There are some grammatical characteristics of this sociolect as well, an important one is the mixing of second person pronouns você and tu, even in the same speech. For instance, while normative Portuguese requires lhe as the oblique for você and te as oblique for tu, in Carioca slang, the once formal você (now widespread as an informal pronoun in many Brazilian Portuguese varieties) is used for all cases. In informal speech, the pronoun tu is retained, but with the verb forms belonging to the form você: Tu foi na festa? ("Did you go to the party?"). So the verbal forms are the same for both você and tu.

Many Cariocas and many Paulistas (from the coast, capital city or hinterland) shorten você and use cê instead: Cê vai pra casa agora? ("Are you going home now?"). That, however, is common only on the spoken language and is rarely written.
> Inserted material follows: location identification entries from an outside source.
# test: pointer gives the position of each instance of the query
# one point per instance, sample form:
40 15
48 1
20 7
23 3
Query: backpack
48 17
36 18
Slang words among youngsters from Rio de Janeiro include caraca! (gosh!) [now spread throughout Brazil], e aê? and qualé/quaé/coé? (literally "which is [it]", carrying a meaning similar to "What's up?"), maneiro ("cool", "fine", "interesting", "amusing"), mermão ("bro", contraction of meu irmão), caô (a lie), and sinistro (in standard Portuguese, "sinister"; in slang, "awesome," "terrific," but also "terrible," "troublesome," "frightening," "weird"). Many of these slang words can be found in practically all of Brazil by to cultural influence from the city. Much slang from Rio de Janeiro spreads across Brazil and may be not known as originally from there, and those less culturally accepted elsewhere are sometimes used to shun not only the speech of a certain subculture, age group or social class but also the whole accent.